Sachal Vasandani is a dozen years Kurt Elling’s junior, and that gap serves him well: He’s young enough to have absorbed plenty about the art of jazz singing from his fellow Chicagoan, yet mature enough to use such influences solely as guideposts as he shapes his own distinctive sound. Now, three albums in, he makes the leap from promising to fully formed, firmly establishing himself among the foremost post-millennial male vocalists.
There’s often a choir-boy purity about him, here displayed on a reading of “That’s All I Want From You” that echoes the hushed solemnity of Johnny Hartman, and a positively angelic “Here Comes the Honey Man” that is cleverly combined with another Porgy and Bess gem, the jauntily optimistic “There’s a Boat That’s Leaving Soon for New York.” But that’s just one aspect of the versatile Vasandani.

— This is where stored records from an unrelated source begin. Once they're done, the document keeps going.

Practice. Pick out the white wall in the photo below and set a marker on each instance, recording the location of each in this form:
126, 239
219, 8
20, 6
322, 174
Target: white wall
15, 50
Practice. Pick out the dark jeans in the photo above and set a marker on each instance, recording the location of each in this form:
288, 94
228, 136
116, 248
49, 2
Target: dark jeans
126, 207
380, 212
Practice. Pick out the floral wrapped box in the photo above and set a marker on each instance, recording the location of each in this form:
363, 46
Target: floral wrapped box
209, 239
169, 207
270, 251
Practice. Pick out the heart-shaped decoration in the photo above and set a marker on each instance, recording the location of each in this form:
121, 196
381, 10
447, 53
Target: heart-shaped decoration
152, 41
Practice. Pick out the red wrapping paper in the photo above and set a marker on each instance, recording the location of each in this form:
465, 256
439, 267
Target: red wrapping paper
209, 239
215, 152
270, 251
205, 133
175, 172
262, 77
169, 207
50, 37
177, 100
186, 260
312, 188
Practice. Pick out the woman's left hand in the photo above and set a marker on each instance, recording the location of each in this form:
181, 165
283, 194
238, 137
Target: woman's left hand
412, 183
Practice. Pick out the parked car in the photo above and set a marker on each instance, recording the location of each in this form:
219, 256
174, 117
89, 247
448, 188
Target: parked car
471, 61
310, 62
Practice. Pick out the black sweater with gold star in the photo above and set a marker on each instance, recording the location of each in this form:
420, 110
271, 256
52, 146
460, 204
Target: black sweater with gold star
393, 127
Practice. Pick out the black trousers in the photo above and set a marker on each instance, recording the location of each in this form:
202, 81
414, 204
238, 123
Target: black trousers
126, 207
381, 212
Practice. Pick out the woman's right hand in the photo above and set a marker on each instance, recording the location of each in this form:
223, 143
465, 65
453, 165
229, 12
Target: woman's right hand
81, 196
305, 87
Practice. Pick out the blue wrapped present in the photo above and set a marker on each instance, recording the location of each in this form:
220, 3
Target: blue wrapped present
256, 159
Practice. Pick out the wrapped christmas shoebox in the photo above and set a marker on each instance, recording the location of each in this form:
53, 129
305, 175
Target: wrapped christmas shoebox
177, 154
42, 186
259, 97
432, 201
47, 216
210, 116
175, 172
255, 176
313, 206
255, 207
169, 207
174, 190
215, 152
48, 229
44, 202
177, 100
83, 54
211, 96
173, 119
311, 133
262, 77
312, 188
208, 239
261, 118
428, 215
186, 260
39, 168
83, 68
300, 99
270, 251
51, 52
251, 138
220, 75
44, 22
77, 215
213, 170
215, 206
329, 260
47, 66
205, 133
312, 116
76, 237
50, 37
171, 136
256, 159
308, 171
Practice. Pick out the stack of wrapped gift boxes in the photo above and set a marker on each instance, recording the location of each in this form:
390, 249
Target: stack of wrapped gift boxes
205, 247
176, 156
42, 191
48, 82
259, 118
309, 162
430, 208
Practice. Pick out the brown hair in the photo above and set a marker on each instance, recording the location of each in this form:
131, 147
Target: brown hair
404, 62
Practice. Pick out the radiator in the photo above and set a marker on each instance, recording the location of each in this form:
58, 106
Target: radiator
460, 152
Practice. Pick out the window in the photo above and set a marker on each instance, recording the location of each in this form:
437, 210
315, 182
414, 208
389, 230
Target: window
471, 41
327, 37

He’s also a first-rate swinger, as demonstrated by romping unions with living legend Jon Hendricks on “One Mint Julep” and the Randy Weston title track. Nakedly beautiful readings of “The Very Thought of You,” “I See Your Face Before Me” and “All the Way” showcase his keen, Connick-esque skill with a love song.
And, to complete the dynamic package, he continues to grow as a songwriter with the sunny “Babes Blues,” the charmingly romantic “Summer No School” and, most impressive, the soaring “Flood,” his deeply personal response to the victims of recent natural disasters in Japan and Pakistan.